Star rating: ****
Diana Jones tells a fine tale about her grandmother on her deathbed, making it quite the social occasion surrounded by all her grandchildren, and charging Diana with singing a song at her funeral. It wasn't just to be any song. Diana had to write it. It had to be good. More to the point, said grandma, "see you make it better than the one you sang at your grandfather's funeral".
Sung here off-mic, a cappella and in the body of the kirk, as it were, Jones's gospel-inflected lines - reflecting the old woman's belief that her husband would be waiting in heaven - surely would have met with grandma's approval.
She may have grown up a foster child in New York but Jones is as Southern Appalachian as the mountains she mourns in her hymn to the area's disappearing landscape.
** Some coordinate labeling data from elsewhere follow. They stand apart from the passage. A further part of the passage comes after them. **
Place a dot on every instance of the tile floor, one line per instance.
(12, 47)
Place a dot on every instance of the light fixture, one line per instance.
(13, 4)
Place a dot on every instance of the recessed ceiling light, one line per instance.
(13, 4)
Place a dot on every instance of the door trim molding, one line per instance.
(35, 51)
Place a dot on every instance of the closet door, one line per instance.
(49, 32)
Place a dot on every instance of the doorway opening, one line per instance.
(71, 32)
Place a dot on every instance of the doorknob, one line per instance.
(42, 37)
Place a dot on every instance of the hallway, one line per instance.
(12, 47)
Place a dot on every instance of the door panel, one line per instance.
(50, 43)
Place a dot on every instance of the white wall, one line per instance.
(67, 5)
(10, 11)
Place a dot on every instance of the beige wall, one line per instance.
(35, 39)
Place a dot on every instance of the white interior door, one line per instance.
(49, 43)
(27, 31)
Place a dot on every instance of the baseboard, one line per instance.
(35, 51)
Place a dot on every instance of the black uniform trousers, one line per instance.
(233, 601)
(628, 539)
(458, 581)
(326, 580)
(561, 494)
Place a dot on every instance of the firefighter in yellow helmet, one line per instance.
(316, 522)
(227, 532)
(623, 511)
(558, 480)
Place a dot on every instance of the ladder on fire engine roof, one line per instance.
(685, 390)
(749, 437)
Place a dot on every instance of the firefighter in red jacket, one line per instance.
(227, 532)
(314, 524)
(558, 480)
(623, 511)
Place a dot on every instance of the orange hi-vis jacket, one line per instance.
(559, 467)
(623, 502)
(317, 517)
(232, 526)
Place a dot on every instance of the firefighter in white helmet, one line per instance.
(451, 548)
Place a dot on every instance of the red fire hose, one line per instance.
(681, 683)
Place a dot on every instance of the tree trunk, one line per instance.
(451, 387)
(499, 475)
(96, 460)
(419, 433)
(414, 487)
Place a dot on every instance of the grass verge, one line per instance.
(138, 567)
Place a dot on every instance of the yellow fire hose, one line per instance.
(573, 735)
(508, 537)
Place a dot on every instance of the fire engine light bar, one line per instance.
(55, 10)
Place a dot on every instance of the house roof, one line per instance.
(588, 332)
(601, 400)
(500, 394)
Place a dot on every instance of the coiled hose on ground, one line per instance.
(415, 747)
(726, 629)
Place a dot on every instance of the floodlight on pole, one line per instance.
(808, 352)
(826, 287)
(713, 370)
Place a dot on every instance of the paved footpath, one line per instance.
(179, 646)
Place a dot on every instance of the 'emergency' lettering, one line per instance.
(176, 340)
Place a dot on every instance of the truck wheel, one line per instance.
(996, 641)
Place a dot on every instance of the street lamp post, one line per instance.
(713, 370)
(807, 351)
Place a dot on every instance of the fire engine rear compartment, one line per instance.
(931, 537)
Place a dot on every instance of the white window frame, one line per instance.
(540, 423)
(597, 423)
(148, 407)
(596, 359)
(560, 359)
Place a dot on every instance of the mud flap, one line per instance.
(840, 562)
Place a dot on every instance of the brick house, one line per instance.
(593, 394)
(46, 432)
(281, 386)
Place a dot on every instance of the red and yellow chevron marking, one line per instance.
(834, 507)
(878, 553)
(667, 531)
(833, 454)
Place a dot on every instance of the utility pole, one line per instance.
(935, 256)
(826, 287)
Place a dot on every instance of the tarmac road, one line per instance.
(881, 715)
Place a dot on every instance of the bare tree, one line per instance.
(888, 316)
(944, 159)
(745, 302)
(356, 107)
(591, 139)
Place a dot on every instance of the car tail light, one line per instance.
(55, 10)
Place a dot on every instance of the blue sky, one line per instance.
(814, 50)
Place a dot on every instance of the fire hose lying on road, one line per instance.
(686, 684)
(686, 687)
This is where she returned, searching for faces that looked like hers as she traced her birth family.
What she found was music in her blood - her grandfather played with country legend Chet Atkins - and singing to her simple guitar picking, she brought rural America to life before us with conviction and gentle humour. She's a superb storyteller, be it of children of the reservation, soldier girls returning from Iraq with battle fatigue or the dime-a-dance sweetheart bone weary of beery attention. But it's her voice - an old soul's alto with a plaintive ache - that makes Jones a talent worth seeking out.